Spraydosen und Kühlschränke schaden der Ozonschicht
Der nächste große Fortschritt im Bereich der Ozonchemie wurde 1974 gemacht, als Mario Molina und Sherwood Rowland in der Zeitschrift Nature ihren Aufsehen erregenden Artikel über die Bedrohung der Ozonschicht durch Fluorchlorkohlenwasserstoffe (FCKW-Gase; Freone) veröffentlichten, die unter anderem als Treibgas in Spraydosen, als Kältemittel, beispielsweise in Kühlschränken, und bei der Herstellung von Schaumstoffen verwendet werden. Molina und Rowland konnten ihre Schlußfolgerungen mit zwei wichtigen Beiträgen anderer Wissenschaftler unterbauen:

– James Lovelock (England) hatte kurz zuvor eine verfeinerte Teknik entwickelt, um äuberst niedrige Gehalte organischer Gase in der Atmosphäre nachzuweisen (Elektroneneinfangdetektor). Mit Hilfe dieser Technik konnte Lovelock jetzt nachweisen, daß sich diese ausschließlich von Menschen erzeugten FCLW-Gase durch Bewegungen der Luft bereits in der gesamten Atmosphäre ausgebreitet hatten.

– Richard Stolarski und Ralph Cicerone (USA) hatten gezeigt, daß freie Chloratome in der Atmosphäre Ozon auf ähnliche Weise wie Stickstoffoxide katalytisch abbauen können.

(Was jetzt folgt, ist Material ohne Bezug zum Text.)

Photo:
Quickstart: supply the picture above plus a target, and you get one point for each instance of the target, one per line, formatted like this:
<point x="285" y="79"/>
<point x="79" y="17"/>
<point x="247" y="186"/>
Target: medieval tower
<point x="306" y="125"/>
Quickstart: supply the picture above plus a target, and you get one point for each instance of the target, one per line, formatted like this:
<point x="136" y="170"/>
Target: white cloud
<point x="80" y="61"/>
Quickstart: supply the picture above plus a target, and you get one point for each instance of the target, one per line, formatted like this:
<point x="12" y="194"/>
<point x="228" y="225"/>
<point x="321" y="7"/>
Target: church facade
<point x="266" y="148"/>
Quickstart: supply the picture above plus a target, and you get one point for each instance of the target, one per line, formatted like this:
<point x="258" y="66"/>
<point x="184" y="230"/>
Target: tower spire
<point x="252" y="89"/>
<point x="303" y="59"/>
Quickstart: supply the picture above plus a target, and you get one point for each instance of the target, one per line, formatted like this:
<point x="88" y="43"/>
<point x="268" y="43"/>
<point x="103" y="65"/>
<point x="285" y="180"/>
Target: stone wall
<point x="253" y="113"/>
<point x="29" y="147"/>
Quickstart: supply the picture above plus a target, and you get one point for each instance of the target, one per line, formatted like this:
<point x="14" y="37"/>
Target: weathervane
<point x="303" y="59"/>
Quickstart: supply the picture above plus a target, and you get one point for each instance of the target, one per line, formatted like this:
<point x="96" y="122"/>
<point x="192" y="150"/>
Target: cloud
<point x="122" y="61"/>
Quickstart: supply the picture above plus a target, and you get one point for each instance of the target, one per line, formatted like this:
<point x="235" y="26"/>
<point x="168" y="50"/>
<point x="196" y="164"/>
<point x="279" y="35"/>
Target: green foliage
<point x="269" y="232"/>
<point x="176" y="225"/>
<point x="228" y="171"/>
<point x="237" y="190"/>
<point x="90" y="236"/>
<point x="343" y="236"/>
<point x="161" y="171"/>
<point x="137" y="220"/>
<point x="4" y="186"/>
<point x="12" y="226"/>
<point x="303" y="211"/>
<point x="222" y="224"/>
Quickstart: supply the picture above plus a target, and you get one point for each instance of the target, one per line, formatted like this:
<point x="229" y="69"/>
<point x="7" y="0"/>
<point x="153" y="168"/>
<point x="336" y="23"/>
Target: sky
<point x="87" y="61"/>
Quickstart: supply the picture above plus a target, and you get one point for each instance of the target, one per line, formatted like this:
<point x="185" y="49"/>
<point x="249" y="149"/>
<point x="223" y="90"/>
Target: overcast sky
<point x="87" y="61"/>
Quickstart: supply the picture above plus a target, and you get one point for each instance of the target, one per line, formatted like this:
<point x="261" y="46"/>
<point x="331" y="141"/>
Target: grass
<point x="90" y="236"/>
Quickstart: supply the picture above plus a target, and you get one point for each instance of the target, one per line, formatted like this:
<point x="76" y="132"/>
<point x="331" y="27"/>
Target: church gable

Molina und Rowland sahen ein, daß die chemisch sehr stabilen FCKW-Gase so allmählich in die Ozonschicht der Stratosphäre transportiert und dort einem intensiven UV-Licht ausgesetzt werden. Dieses Sonnenlicht zersetzt auch die chemische gesehen sehr stabilen FCKW-Gase wobei freie Chloratome entstehen. Ihre Berechnungen ergaben, dab die Ozonschicht nach einigen Jahrzehnten um mehrere Prozent abnehmen würde, falls die Menschheit auch weiterhin in unverändertem Umfang FCKW-Gase verwendete. Diese Voraussage rief enorme Aufmerksamkeit hervor. FCKW-Gase waren bereits auf vielen technischen Gebieten verwendet worden, und man hielt sie im Hinblick auf die Umwelt aufgrund ihrer chemischen Stabilität und ihrer Freiheit von Giftwirkungen für geradezu ideal. Viele nahmen Molinas und Rowlands Berechnungen gegenüber einen sehr kritischen Standpunkt ein, doch die Gefahr einer verdünnten Ozonschicht beunruhigte noch mehr Leute. Heute wissen wir, daß sie in allem Wesentlichen Recht behalten haben. Es sollte sich sogar herausstellen, daß sie das Risiko unterschätzt hatten.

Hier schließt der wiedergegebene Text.